Mungkin tak banyak tahu bahwa hari ini 22 Mei merupakan hari Keanekaragaman Hayati (biodiversity) Sedunia. Penetapan tanggal tersebut adalah bentuk kepedulian sekaligus keprihatinan masyarakat global (yang memahami) terhadap fenomena menurunnya keragaman hayati dunia yang signifikan dari tahun ke tahun.
Hanya sedikit dari kita yang mau peduli atau bahkan sekedar tahu apa arti penting dari keragaman hayati bagi kelangsungan hidup makluk bumi khususnya makhluk yang paling serakah yakni manusia.
Biodiversity begitu penting dalam menopang prikehidupan manusia. Salah satu fakta dari sekian banyak keprihatinan kita adalah menurunnya jumlah varian tanaman obat padahal ini penting dalam menjamin keselamatan manusia. Keprihatinan lain adalah terganggunya keseimbangan siklus alamiah akibat terputusnya mata rantai sub sistem yang menyusun sebuah ekosistem.
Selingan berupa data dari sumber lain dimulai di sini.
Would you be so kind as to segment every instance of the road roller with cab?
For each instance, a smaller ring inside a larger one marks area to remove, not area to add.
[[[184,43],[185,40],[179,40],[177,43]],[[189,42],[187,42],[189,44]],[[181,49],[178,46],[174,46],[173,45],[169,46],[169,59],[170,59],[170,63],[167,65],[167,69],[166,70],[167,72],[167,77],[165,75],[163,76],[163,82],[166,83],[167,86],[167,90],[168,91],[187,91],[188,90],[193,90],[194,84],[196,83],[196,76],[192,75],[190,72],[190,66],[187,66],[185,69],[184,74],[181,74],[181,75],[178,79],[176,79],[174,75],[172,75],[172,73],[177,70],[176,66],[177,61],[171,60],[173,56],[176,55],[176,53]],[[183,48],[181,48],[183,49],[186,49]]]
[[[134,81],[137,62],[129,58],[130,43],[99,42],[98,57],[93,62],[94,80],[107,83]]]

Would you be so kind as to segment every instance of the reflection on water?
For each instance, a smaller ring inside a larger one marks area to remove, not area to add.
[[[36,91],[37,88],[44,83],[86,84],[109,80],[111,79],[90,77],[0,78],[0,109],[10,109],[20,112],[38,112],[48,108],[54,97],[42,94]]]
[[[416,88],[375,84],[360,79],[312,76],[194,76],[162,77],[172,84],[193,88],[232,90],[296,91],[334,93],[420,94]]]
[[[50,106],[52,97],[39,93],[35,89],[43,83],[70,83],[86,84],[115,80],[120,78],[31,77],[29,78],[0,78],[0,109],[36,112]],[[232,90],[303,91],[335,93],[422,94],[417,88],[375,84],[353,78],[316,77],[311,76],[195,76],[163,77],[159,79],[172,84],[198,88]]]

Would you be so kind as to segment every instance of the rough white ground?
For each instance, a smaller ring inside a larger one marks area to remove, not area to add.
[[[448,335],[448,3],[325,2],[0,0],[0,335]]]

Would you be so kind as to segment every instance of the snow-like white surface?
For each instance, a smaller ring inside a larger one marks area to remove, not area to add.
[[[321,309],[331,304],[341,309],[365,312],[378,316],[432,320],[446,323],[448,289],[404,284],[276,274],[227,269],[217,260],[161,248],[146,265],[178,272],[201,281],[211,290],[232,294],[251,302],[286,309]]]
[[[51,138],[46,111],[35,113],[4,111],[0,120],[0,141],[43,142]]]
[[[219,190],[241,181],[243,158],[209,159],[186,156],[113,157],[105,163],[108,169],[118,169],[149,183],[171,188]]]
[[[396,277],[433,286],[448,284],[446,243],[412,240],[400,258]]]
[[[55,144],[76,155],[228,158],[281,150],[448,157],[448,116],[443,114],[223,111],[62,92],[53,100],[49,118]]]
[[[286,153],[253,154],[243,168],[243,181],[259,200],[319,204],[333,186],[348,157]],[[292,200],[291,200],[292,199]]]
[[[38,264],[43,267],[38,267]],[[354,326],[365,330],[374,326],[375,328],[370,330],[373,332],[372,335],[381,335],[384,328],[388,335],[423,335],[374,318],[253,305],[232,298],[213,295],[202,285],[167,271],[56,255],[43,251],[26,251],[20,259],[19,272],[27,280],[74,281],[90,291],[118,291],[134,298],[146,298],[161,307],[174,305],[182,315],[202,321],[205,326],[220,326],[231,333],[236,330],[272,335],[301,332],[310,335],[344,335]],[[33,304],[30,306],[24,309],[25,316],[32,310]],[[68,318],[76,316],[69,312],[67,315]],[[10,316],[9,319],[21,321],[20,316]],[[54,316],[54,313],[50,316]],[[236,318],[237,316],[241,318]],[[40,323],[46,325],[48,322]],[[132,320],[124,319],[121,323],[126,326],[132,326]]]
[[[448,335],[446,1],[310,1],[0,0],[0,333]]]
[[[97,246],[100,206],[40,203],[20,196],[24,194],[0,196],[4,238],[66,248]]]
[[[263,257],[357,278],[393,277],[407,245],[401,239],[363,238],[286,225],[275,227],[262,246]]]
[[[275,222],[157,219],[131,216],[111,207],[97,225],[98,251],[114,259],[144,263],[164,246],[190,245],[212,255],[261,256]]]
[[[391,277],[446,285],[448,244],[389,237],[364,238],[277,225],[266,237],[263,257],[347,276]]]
Keanekaragaman hayati yang terdapat di bumi Indonesia meliputi: 10 persen spesies tanaman berbunga, 12 persen spesies mamalia, 16 persen spesies reptil dan amfibi, 17 persen spesies burung, serta 25 persen spesies ikan yang terdapat di dunia (Sumber : Forest Watch Indonesia, 2011).
Pengetahuan tentang keragaman hayati ini mestinya sejak dini ditularkan kepada masyarakat khususnya generasi modern saat ini. Fakta menunjukkan, bahwa turun kepedulian masyarakat tersebut sebagai akibat nilai-nilai kearifan lokal (local wisdom) yang mestinya menjadi dasar dalam pengelolaan SDA dan lingkungan kian ditinggalkan dan digantikan dengan sikap antriposentris ysng berlebihan atas kepentingan ekonomi.
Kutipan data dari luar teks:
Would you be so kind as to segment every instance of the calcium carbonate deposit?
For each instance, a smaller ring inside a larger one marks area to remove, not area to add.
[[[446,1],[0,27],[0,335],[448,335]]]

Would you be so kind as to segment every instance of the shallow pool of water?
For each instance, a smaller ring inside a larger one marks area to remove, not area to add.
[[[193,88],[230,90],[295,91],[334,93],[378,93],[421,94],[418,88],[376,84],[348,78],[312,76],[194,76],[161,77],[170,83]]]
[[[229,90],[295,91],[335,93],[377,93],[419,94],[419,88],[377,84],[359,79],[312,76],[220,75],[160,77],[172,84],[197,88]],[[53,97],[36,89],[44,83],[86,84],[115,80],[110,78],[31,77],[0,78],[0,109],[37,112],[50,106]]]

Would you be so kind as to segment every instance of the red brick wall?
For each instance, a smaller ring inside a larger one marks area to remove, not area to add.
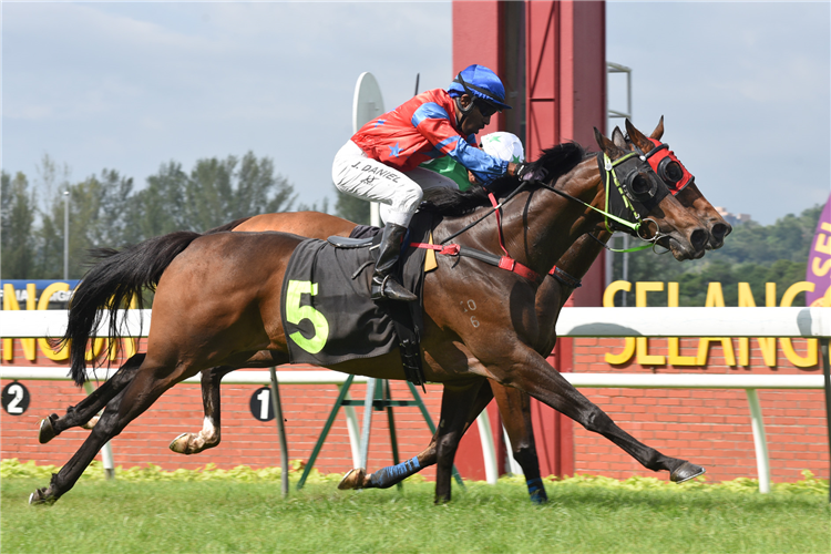
[[[798,369],[779,352],[777,368],[768,368],[751,339],[751,367],[725,365],[714,343],[706,368],[655,368],[659,373],[821,373],[819,366]],[[637,363],[612,367],[606,352],[622,350],[624,339],[575,339],[575,372],[653,372]],[[698,339],[681,339],[681,353],[695,355]],[[806,356],[807,341],[793,340]],[[738,355],[738,341],[733,339]],[[650,355],[667,355],[666,340],[650,339]],[[710,481],[757,476],[750,409],[743,390],[582,389],[624,430],[639,441],[676,458],[707,468]],[[827,478],[829,447],[822,390],[758,391],[768,440],[773,481],[796,481],[802,470]],[[624,479],[655,475],[611,442],[581,425],[575,429],[575,471]]]

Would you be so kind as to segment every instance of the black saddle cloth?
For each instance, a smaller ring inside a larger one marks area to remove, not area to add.
[[[417,214],[404,244],[425,243],[430,217]],[[283,281],[280,316],[291,363],[331,366],[373,358],[398,347],[386,304],[370,299],[377,248],[337,248],[307,239],[291,254]],[[424,281],[422,248],[404,248],[401,284],[419,296]]]

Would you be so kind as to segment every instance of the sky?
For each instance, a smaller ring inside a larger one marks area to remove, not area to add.
[[[449,1],[1,0],[0,19],[0,167],[35,183],[44,155],[73,183],[107,168],[142,187],[170,161],[252,151],[331,205],[358,75],[387,110],[417,74],[422,91],[453,78]],[[828,199],[828,1],[609,0],[606,22],[633,122],[665,116],[714,205],[769,225]],[[612,75],[611,109],[624,90]]]

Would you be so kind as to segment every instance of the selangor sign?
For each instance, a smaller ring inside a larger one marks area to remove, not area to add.
[[[659,281],[645,281],[635,284],[635,306],[644,308],[647,305],[647,294],[649,293],[663,293],[665,284]],[[678,284],[667,283],[667,306],[670,308],[678,307]],[[632,283],[625,280],[617,280],[612,283],[603,295],[603,306],[613,308],[615,306],[615,295],[618,291],[630,291]],[[809,293],[814,290],[814,284],[809,281],[794,283],[782,295],[782,299],[779,304],[780,307],[787,308],[793,304],[793,299],[800,293]],[[765,306],[773,308],[777,306],[777,284],[766,283],[765,284]],[[721,289],[720,283],[710,283],[707,287],[707,299],[705,300],[706,308],[724,308],[725,307],[725,295]],[[740,308],[755,308],[756,299],[750,289],[750,284],[739,283],[739,307]],[[653,339],[663,340],[663,339]],[[668,338],[667,356],[649,353],[649,339],[647,337],[628,337],[625,339],[625,345],[619,352],[607,352],[605,355],[605,361],[612,365],[628,363],[633,356],[635,357],[636,363],[642,366],[676,366],[676,367],[706,367],[707,360],[712,345],[720,345],[724,351],[725,365],[730,367],[736,366],[750,366],[750,347],[751,339],[749,337],[739,337],[738,340],[738,357],[737,350],[733,348],[733,339],[730,337],[705,337],[698,339],[698,348],[695,353],[683,355],[680,351],[680,341],[676,338]],[[819,365],[819,341],[817,339],[807,339],[807,351],[804,356],[797,352],[793,348],[793,339],[791,338],[773,338],[773,337],[760,337],[752,339],[756,341],[757,347],[761,351],[762,361],[769,368],[777,367],[778,352],[781,352],[793,366],[806,369],[814,368]],[[780,349],[777,349],[779,343]]]
[[[813,284],[813,290],[806,293],[806,306],[831,308],[831,202],[825,203],[817,223],[806,280]]]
Tengok saja, fenomena yang sangat memprihatinkan adalah tingginya laju deforestasi. Jutaan hektar hutan tropis Indonesia hilang setiap tahun. Maraknya eksploitasi pertambangan, pembalakan liar dan alih fungsi hutan untuk industri perkebunan, dan kebijakan konsensi hutan menjadi biangkerok utama hilangnya keragaman hayati. Padahal hutan adalah lumbung biodovetsity dunia yang paling kompleks. Bisa dibayangkan Indonesia pernah masuk dalam Guinness Book of World Record tahun 2000 sebagai negara dengan laju deforestasi tertinggi di dunia. Memprihatinkan !
Sebagai gambaran, berdasarkan data Forest Watch Indonesia (FWI) laju deforestasi Indonesia selama kurun waktu tahun 2009 -- 2013 sebesar 1,1 juta hektar pertahun. Walaupun cenderung mengalami penurunan jika disbanding kurun waktu periode sebelumnya, namun perlu digaris bawahi bahwa penurunan tersebut bukan karena intervensi kita, namun lebih desebabkan karena kawasan tutupan hutan yang berkurang.
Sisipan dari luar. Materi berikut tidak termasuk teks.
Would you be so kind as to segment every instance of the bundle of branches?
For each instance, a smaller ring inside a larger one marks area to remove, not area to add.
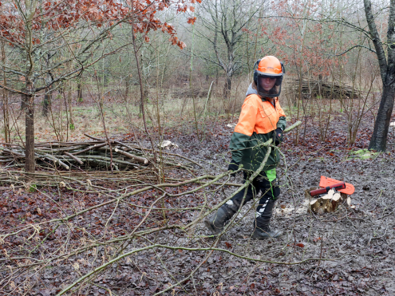
[[[182,167],[179,162],[170,158],[155,159],[153,150],[116,140],[107,141],[86,134],[94,141],[85,142],[51,142],[36,143],[35,157],[37,165],[46,167],[54,166],[83,169],[114,171],[142,169],[153,163],[160,162],[162,167]],[[25,149],[18,145],[6,144],[0,147],[0,163],[7,167],[23,166]],[[176,154],[172,154],[173,155]]]
[[[203,89],[194,89],[194,92],[192,90],[188,88],[187,89],[180,89],[173,92],[172,94],[173,97],[178,97],[179,98],[192,98],[193,95],[195,94],[196,97],[207,97],[208,94],[208,91]]]
[[[98,295],[107,291],[110,295],[123,295],[131,291],[157,296],[175,295],[177,291],[177,295],[185,295],[184,291],[197,295],[195,283],[206,282],[201,269],[207,273],[208,265],[203,264],[215,262],[214,252],[220,252],[223,261],[281,263],[267,259],[271,250],[251,256],[244,248],[241,252],[230,249],[231,244],[221,236],[208,238],[199,226],[258,175],[272,149],[278,149],[272,141],[261,144],[268,150],[258,170],[214,206],[209,196],[219,194],[229,184],[229,172],[176,183],[141,184],[121,190],[72,186],[65,180],[58,190],[39,188],[34,195],[4,192],[7,198],[1,209],[7,215],[0,220],[0,295],[61,296],[97,292]],[[286,170],[285,161],[284,165]],[[219,186],[216,186],[217,182]],[[251,205],[248,211],[255,213],[255,207]],[[225,231],[238,223],[237,216]],[[292,244],[284,245],[286,248]],[[279,256],[284,264],[321,259],[297,254],[297,258]],[[215,260],[223,261],[219,256]],[[105,280],[99,282],[100,278]]]
[[[312,79],[302,80],[301,82],[298,79],[292,78],[287,79],[287,82],[290,86],[290,90],[297,95],[301,87],[302,95],[306,99],[318,96],[326,99],[359,98],[358,90],[345,83]]]

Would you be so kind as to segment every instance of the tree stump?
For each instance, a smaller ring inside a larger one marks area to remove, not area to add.
[[[336,210],[339,205],[344,200],[347,200],[348,205],[350,205],[351,200],[349,196],[348,197],[344,193],[335,192],[333,189],[326,194],[312,197],[310,191],[318,188],[319,187],[315,187],[305,190],[305,196],[307,201],[308,212],[315,214],[330,213]]]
Kemajuan teknologi, disatu sisi juga tidak sedikit yang mengabaikan prinsip kehatian-hatian terutama bagaimana melihat ada tidaknya dampak negatif terhadap biodivetsity. Teknologi rekayasa genetik yang sporadis justru berpotensi menghilangkan jenis aslinya. Maka tidak heran beragam spesies asli pertanian dan perikanan mulai tergeser.
Introduksi jenis baru (allien species) juga terkesan sporadis tanpa ada risk analysis import, imbasnya dominasi invasif species telah menggeser native species. Fakta ini banyak ditemukan justru di taman nasional yang nota bene mestinya jadi benteng untuk menjamin kelestarian sumberdaya hayati.
Pada sektor perikanan misalnya, introduksi invasif allien species yang dipandang prospektif untuk bisnis juga telah memicu tergesernya ikan asli Indonesia. Jika saya pulang kampung misalnya, nyaris sulit menemukan jenis ikan seperti nilem, tambakan, tawes dan lainnya, yang ada hampir secara umum kolam kolam rakyat didominasi oleh ikan bawal hasil introduksi dari Brazil puluhan tahun lalu.
Fakta lainnya, beberapa kajian di Perairan Danau Toba menunjukkan ikan endemik lokal nyaris hilang dan didominasi ikan nila. Karakteristik ikan nila yang cepat berkembang biak, beresiko menjadi pesaing ikan endemik lokal. Ikan nila mestinya dikembangkan dalam kolam/wadah yang terkontrol.